Good catch, I completely missed it. Thanks for correcting me.


----------



## tomdkat (May 6, 2006)

I almost missed it as well but I was "bothered" by the fact there was apparently empty space after the closing HTML tag. I don't know how that JavaScript would be invoked but then again, I'm not the hacker. 

Peace...


----------



## pranabgohain (Jun 12, 2007)

Hi Fyzbo & Tomdkat,

Thanks a ton for your advice.

I will check up with the hosting co. immediately if there are records of any IPs that may have been uploading codes etc...

Tomdkat, in the meanwhile, is the code you're talking about by any chance the Google Analytics or Statcounter.com code we have inserted for tracking traffic? I shall get it checked with our designer too.

Thanks again (please keep this open till I get back to you in a day or 2 with the required information).

Pranab.


----------



## tomdkat (May 6, 2006)

pranabgohain said:


> Tomdkat, in the meanwhile, is the code you're talking about by any chance the Google Analytics or Statcounter.com code we have inserted for tracking traffic? I shall get it checked with our designer too.
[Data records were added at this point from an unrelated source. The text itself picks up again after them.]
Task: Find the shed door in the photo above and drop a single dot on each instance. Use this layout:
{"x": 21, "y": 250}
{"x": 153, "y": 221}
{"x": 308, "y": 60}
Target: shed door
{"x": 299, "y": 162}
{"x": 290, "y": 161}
I don't think so because: 
The JavaScript code is OUTSIDE of the HTML block, which means someone is trying to "hide" it.
The JavaScript code is basically "machine readable" garbage, which means it's obsfucated enough to prevent humans from making sense of it yet the browser can understand it just fine. This is another attempt to "hide" what it's actually doing.
 If possible, send your web designer a link to this thread. 

Peace...


----------



## pranabgohain (Jun 12, 2007)

Wow!

I am amazed how you all in the forums can do what even Techies in big corporates cant.

Give me a day's time. I shall meet the designer and show him all the posts 

Cheers!

Pranab.


----------



## tomdkat (May 6, 2006)

Well, you've got many more eyes, minds, perspectives, and experiences potentially looking at your problem. 

Good luck!

Peace...


----------



## pranabgohain (Jun 12, 2007)

Hey,

I showed the posts to our designer. There was indeed a weird code.

We have removed it, and it seems to be working just fine now.

While I check how the code got there, THANKS A ZILLION TIMES! You guys here simply rock.

Keep up the great work.

Cheers!

Pranab.


----------



## Sequal7 (Apr 15, 2001)

Most likely a cross site scripting attack on your server. Tighten up the permission on the root folder of your server (remove write access to folder).

http://www.cert.org/advisories/CA-2000-02.html


----------



## pranabgohain (Jun 12, 2007)

Thanks mate. This is greek to me, but will definitely be handy for our Designer & Hosting Company.



Cheers!

Pranab.


----------



## tomdkat (May 6, 2006)

Sequal7 said:


> Most likely a cross site scripting attack on your server. Tighten up the permission on the root folder of your server (remove write access to folder).
> 
> http://www.cert.org/advisories/CA-2000-02.html


Yep, I agree with this. Since this has happened once already, I monitor the site and server for a repeat attack closely. I would "lock down" the site, as described above, and keep a close eye on things.

Peace...


----------



## pranabgohain (Jun 12, 2007)

Tomdkat,

When you say 'monitor the site', I assume you are referring to your site techguy.org? And that you recommend we do the same?

Cheers!


----------



## tomdkat (May 6, 2006)

No, I mean monitor YOUR site more closely. Since your site was attacked once already, you should keep a close eye on it in the event they try to attack it again. 

Peace...


----------



## pranabgohain (Jun 12, 2007)

Gotcha!

THANKS once again!

Cheers!


----------



## ~Candy~ (Jan 27, 2001)

You can mark the thread solved using the THREAD TOOLS drop down menu.


----------



## MMJ (Oct 15, 2006)

Joe Hewitt, the creator of firebug, has a similar JavaScript injection/hack on his site. A bit ironic.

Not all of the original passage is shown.